Le spese del grado di giudizio, considerata la complessità e relativa novità delle questioni affrontate, possono essere interamente compensate tra le parti.

P.Q.M.

Il Consiglio di Stato in sede giurisdizionale (Sezione Terza), definitivamente pronunciando sugli appelli, come in epigrafe proposti, accoglie parzialmente l’appello incidentale di Maquet Italia S.p.a. e respinge l’appello principale di Trumpf Med Italia S.p.a. e, per l’effetto, conferma con motivazione parzialmente diversa la sentenza appellata.

Spese compensate.

Ordina che la presente sentenza sia eseguita dall'autorità amministrativa.

 

Guida alla lettura

La sentenza in commento, riguarda la delicata questione relativa al rapporto tra eterointegrazione della lex specialis del disciplinare di gare ed il principio di tassatività delle cause di esclusione e di previa conoscenza delle cause di esclusione di cui agli atti preliminari di gara.

Com’è noto, il principio di tassatività delle cause di esclusione, introdotto nell’ordinamento con l’art. 4, secondo comma, del d.l. 13 maggio 2011, n. 70, che modificava  l’art. 46 del Codice dei contratti pubblici (ed oggi contenuto nell’art. 83, comma 8 del nuovo codice dei contratti pubblici di cui al d.lgs. n. 50/2016) è spirato ai principi europei di parità di trattamento e trasparenza e finalizzato a rendere certe ed a tipicizzare le cause di esclusione dalla gare pubbliche.

Tale norma, dunque, è chiaramente ispirata ai principi del favor partecipationis e del divieto di aggravio del procedimento, mirando a correggere la precedente prassi amministrativa e la stessa giurisprudenza che anche frequentemente sfociavano in esclusioni dalle gare d’appalto per violazioni puramente formali.

Sotto il profilo funzionale, tale disciplina individua le cause di esclusione sulla scorta di due diversi criteri: a) violazione di prescrizioni imposte dal Codice dei contratti pubblici, dal Regolamento di esecuzione (d.P.R. n. 207 del 2010) o da altre leggi statali;

b) cause di esclusione enunciate direttamente dalla norma e collegate a vizi insanabili dell’offerta, quali l’incertezza assoluta sul suo contenuto o sulla sua provenienza, la non integrità dei plichi, la presenza di altre irregolarità relative alla chiusura dei plichi tali da comportare la violazione del principio di segretezza.

D’altra parte, invece, il principio di eterointegrazione delle disposizioni di gara è stato più volte invocato dalla giurisprudenza quale precetto imperativo che introduce un requisito di ammissione, quand’anche non esplicitato dalla lex specialis, la eterointegra ai sensi e per gli effetti dell’art. 1339 c.c., di talché la sua inosservanza è valida a determinare l’esclusione (cfr.

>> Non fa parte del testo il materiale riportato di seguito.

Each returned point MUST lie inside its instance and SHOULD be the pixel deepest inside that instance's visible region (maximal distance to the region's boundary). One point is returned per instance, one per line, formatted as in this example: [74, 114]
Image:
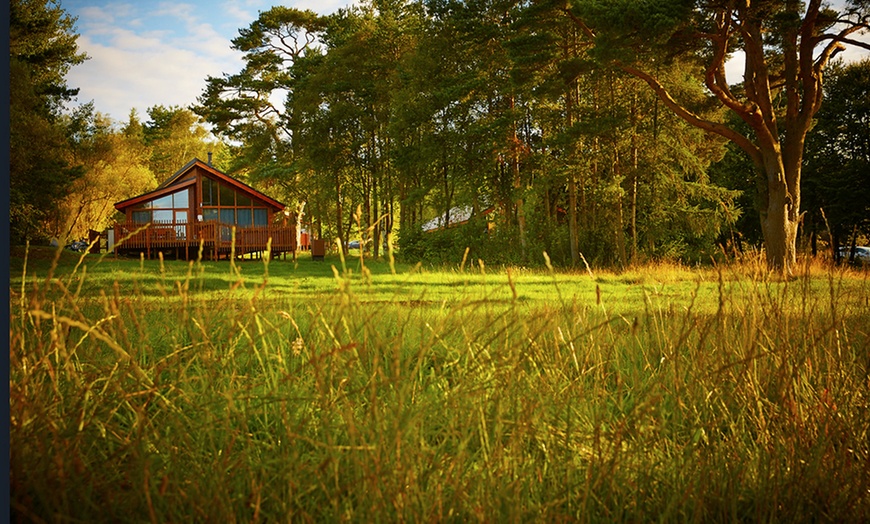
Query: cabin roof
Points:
[177, 181]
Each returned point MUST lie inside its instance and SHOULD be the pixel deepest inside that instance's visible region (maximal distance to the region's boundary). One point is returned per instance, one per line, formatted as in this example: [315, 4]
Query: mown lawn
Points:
[363, 391]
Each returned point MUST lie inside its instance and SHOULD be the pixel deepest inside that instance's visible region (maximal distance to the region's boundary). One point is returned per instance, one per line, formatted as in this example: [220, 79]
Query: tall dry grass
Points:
[257, 408]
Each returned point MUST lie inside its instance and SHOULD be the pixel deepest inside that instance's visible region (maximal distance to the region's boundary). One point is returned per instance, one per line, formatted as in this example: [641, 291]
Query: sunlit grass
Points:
[203, 391]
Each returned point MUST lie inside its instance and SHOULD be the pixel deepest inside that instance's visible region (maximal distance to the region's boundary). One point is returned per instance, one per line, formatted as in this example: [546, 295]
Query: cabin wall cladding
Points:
[201, 208]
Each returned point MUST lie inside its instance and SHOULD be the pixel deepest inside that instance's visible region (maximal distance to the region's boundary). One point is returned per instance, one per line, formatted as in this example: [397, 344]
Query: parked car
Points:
[79, 246]
[862, 254]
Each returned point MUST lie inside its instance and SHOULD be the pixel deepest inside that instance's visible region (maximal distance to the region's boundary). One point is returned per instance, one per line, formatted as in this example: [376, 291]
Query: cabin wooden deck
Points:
[184, 240]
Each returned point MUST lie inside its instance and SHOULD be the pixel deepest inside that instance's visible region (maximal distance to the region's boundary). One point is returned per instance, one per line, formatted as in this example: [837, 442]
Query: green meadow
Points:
[362, 390]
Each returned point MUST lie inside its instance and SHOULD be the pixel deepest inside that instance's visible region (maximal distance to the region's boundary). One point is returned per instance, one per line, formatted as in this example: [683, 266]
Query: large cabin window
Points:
[166, 209]
[224, 204]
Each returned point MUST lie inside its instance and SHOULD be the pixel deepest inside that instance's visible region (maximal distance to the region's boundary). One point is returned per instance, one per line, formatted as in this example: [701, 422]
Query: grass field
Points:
[351, 390]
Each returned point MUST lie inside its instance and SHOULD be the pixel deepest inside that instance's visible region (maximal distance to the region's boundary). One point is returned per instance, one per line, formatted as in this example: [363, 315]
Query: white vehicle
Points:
[862, 254]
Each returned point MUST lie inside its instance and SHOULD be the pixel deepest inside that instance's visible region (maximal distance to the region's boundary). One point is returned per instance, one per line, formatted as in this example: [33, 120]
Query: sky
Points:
[145, 53]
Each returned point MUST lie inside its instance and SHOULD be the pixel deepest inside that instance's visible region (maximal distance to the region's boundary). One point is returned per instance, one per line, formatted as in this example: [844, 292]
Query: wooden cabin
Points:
[200, 207]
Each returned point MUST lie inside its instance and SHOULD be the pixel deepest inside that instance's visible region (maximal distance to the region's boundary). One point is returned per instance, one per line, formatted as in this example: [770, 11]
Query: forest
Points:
[604, 132]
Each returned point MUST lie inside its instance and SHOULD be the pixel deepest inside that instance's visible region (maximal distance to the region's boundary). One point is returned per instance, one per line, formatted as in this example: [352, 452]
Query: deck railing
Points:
[215, 237]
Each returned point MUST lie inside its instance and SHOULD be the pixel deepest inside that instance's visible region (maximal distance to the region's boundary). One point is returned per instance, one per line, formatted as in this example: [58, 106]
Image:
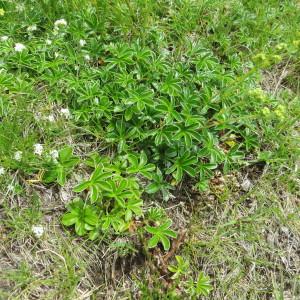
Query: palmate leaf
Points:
[161, 234]
[187, 132]
[139, 165]
[96, 184]
[141, 97]
[184, 164]
[60, 170]
[83, 216]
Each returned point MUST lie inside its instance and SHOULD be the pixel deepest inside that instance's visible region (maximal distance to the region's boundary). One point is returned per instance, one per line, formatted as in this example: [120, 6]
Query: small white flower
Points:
[10, 187]
[87, 57]
[60, 22]
[32, 28]
[4, 38]
[54, 154]
[65, 112]
[18, 155]
[19, 47]
[38, 149]
[38, 230]
[82, 43]
[20, 7]
[51, 118]
[2, 171]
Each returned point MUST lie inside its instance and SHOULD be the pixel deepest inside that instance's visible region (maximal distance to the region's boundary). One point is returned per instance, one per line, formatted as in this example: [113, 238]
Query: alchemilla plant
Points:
[123, 110]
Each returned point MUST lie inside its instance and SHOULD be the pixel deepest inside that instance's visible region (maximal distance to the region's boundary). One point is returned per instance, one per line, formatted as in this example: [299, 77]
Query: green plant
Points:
[82, 215]
[201, 287]
[161, 233]
[59, 170]
[180, 269]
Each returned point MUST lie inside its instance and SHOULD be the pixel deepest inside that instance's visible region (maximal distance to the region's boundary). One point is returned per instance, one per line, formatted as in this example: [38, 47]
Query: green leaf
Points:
[81, 186]
[69, 219]
[153, 241]
[166, 242]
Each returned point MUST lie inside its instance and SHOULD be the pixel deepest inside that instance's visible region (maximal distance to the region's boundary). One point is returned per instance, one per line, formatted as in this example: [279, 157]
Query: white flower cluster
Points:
[38, 230]
[32, 28]
[60, 23]
[82, 43]
[66, 113]
[18, 155]
[2, 171]
[38, 149]
[4, 38]
[19, 47]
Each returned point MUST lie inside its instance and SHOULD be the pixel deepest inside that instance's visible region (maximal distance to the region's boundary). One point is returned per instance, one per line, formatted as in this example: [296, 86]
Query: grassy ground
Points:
[243, 232]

Cons. Stato, A.P., 30.01.2014 n. 7). Ne consegue che tale principio è e resta valido ogni qual volta si abbia incompleta o erronea formulazione del disciplinare di gara, laddove la violazione di obblighi direttamente derivanti da norma imperativa non può non determinare l’esclusione del ricorrente, anche nel caso in cui il bando di gara avesse omesso la necessità dei suddetti requisiti, dichiarazioni o allegazioni.

In tal senso, dunque, pare conforme alla sistematica dell’ordinamento codicistico la necessità che i requisiti indicati e previsti dalla norma imperativa debbano essere rispettati dal concorrente al di là della esplicita previsione formulata dalla lex specialis. E ciò perché tali elementi hanno la funzione fondamentale (e immanente alla funzione espletata dalla pubblica gara) di soddisfare l’interesse pubblico a che i soggetti aggiudicatari posseggano determinati requisiti ritenuto necessari dal legislatore per l’esecuzione della relativa opera.

Tale principio, dunque, non insiste sulla disciplina delle pubbliche gare quale insieme di disposizioni a presidio della concorrenza tra i partecipanti (e, dunque, i principi di trasparenza e parità di trattamento), bensì alla diversa e complementare necessità soddisfatta dal codice di assicurare il pubblico interesse alla realizzazione dell’opera da parte di soggetti adeguatamente qualificati.

Pertanto, in nessun caso i principi formulati a tutela della concorrenza tra gli operatori partecipanti possono prevalere sulla necessità che la legge di gara venga adeguata ed eterointegrata con le disposizioni espressamente previste dalla vigente normativa in tema di requisiti di affidabilità o di competenza degli operatori economici.   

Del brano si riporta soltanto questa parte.